I don't know about you, but writing using trigonometry to get 3D graphics, adding textures, as well as bounds checking, writing your own interrupts to handle sound and music, then attaching that to work with Vulcan DirectX and OpenGL, then on top of that making a game to go with it, aka sounds, music, models, animations, and then the core logic, AI reactions, etc. And if you really want to build from scratch, write your own compiler and own language(s) to go with it, and your own libraries and toolkits.
These common '
engines' are at this point considered part of
'the wheel' i would think at this point. They say don't reinvent the wheel. Even in the mid 90's there were software packages including 80% of basically the DOOM engine to get your started to make your own FPS games.

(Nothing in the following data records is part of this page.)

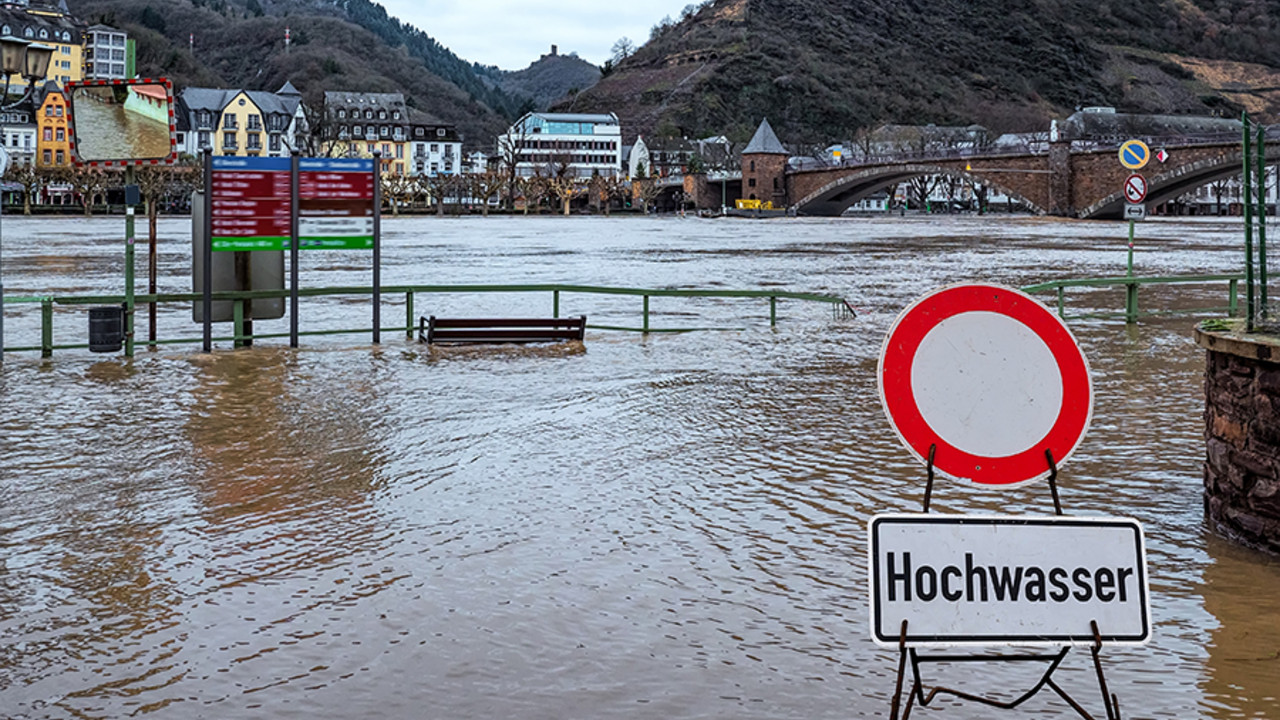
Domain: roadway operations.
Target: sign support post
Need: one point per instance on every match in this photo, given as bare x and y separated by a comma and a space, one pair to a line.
131, 178
378, 246
293, 249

edit: You know i'd agree with you if it was back in the MS-DOS days. You didn't need special hardware drivers to switch to graphics modes, or anything to handle timing. It literally set a few registers, call specific interrupt, the BIOS would take over and switch graphics, then you are given an address (
B0000-CFFFF if i remember right) and you write your pixels onto the screen memory buffer and it would automatically copy to the screen on the next refresh. You set a timer to go off on a counter which would be your timer, which at it's slowest was like 16hz (i'd have to check).
Most models like in Mechwarrior likely had mech models with like 30-40 polygons, and checking if a hit had to be considered was just a box around the mech before getting into more detailed checks. And you could forego or include some textures and it wasn't a big deal.
I think you seriously underestimate what is needed just to get the framework working, before actually working on a game. And if you have to spend 1-2 years building an engine before you start on your game, you likely will get burned out LONG before you finish it.
Personally I lament a lot of the skillset that has been lost that many WESTERN devs. don't have. They are used to working on a standardized PC framework, not the RISC custom stuff on consoles and arcades. They're going to have learn to work on RISCV architecture soon enough so we can really eek out the most performance.
Sadly many don't know how to make an arcade game that really hits the spot and the garbage that Raw Thrills puts out doesn't count.
edit: Someone reminded me here. Given that CDPR is moving to UE, please leave Lumen OFF or figure out a way to turn it off in our options menu. Use Nanite and RT together instead as there is no way in hell that I am going to run DLSS or FSR to play the same at a serviceable framerate at a HD res.